En effet, dans le cas de quatre professeurs, enseignant la même
discipline pour quatre heures hebdomadaires chacun, ou même
dans le cas – extrêmement fréquent – de deux
professeurs enseignant le même discipline à mi-temps
(8h/hebdo), comment appliquer la loi SAPIN, à laquelle ils
pourraient parfaitement être éligibles ? Inutile de préciser que FORCE OUVRIERE, quels que soient les mérites de l’heureux élu, ne saurait cautionner une telle démarche, malheureusement juridiquement possible en l’état actuel de la législation. Le statut de « vacataire », aussi humiliant qu’illégal, doit également définitivement disparaître des C.M.A. de Paris : depuis la fameuse série d’arrêts du Conseil d’Etat en 1988, nous savons qu’un enseignant de conservatoire, même s’il n’exerce qu’une heure par semaine, ne saurait être considéré comme « vacataire », mais comme agent non-titulaire, contractuel, payé sur douze mois.

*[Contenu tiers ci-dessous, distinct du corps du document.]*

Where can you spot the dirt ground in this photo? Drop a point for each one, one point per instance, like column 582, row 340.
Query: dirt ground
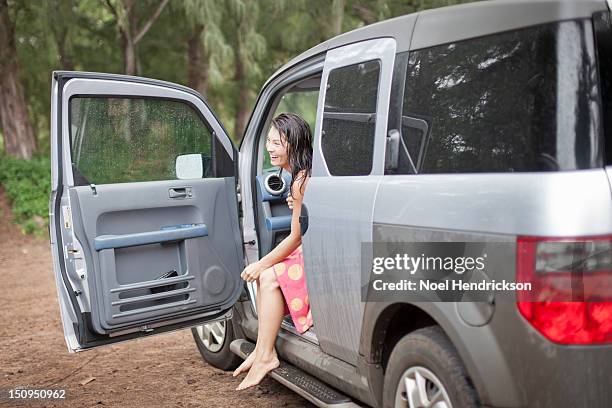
column 159, row 371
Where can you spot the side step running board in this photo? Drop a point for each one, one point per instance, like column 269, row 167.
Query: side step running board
column 298, row 381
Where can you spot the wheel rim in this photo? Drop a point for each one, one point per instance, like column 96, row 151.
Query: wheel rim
column 420, row 388
column 212, row 335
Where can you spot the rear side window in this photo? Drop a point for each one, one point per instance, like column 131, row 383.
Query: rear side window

Bien sûr, la toute récente création et installation d’une Commission Consultative Paritaire des non-titulaires représente un premier pas dans la bonne direction, en donnant – enfin – une représentation et une voix à ceux qui, pendant de longues années, n’ont été qu’un sous-prolétariat sans droits, taillable et corvéable à merci ; cependant, les mentalités seront longues à faire évoluer, et le statut des agents non-titulaires restera encore, nous le craignons, infiniment moins protecteur que celui offert par le Code du Travail à tout salarié du domaine privé. Nous avons interpellé, sur tous ces sujets, aussi bien les hauts fonctionnaires que les élus municipaux, y compris le Maire en personne ; si une bonne volonté semble se dégager des audiences et réunions de travail que nous avons eues, nous serons particulièrement vigilants à ce que les bonnes paroles soient suivies d’effet. Sachez que FORCE OUVRIERE, aux dernières élections, est arrivée en tête de tous les syndicats en ce qui concerne les cadres A non-titulaires de la Direction des Affaires Culturelles ; ce qui permet à notre camarade Jérôme ARGER-LEFEVRE, Professeur de violon au Conservatoire du VIIIè, de siéger en tant que titulaire à la CCP des non-titulaires, en bénéficiant d’une décharge syndicale à mi-temps, et à notre camarade Renaud STAHL, professeur d’alto au Conservatoire du XIIIè, de siéger en tant que suppléant. Ils s’efforceront tous deux d’être à votre écoute en cas de problème, et seront aux côtés des collègues syndiqués en cas de conflit avec l’administration. De plus, notre camarade Jérôme ARGER-LEFEVRE vient d’être agréé comme Conseiller du Salarié par la Direction Départementale de l’Emploi et de la Solidarité de Paris.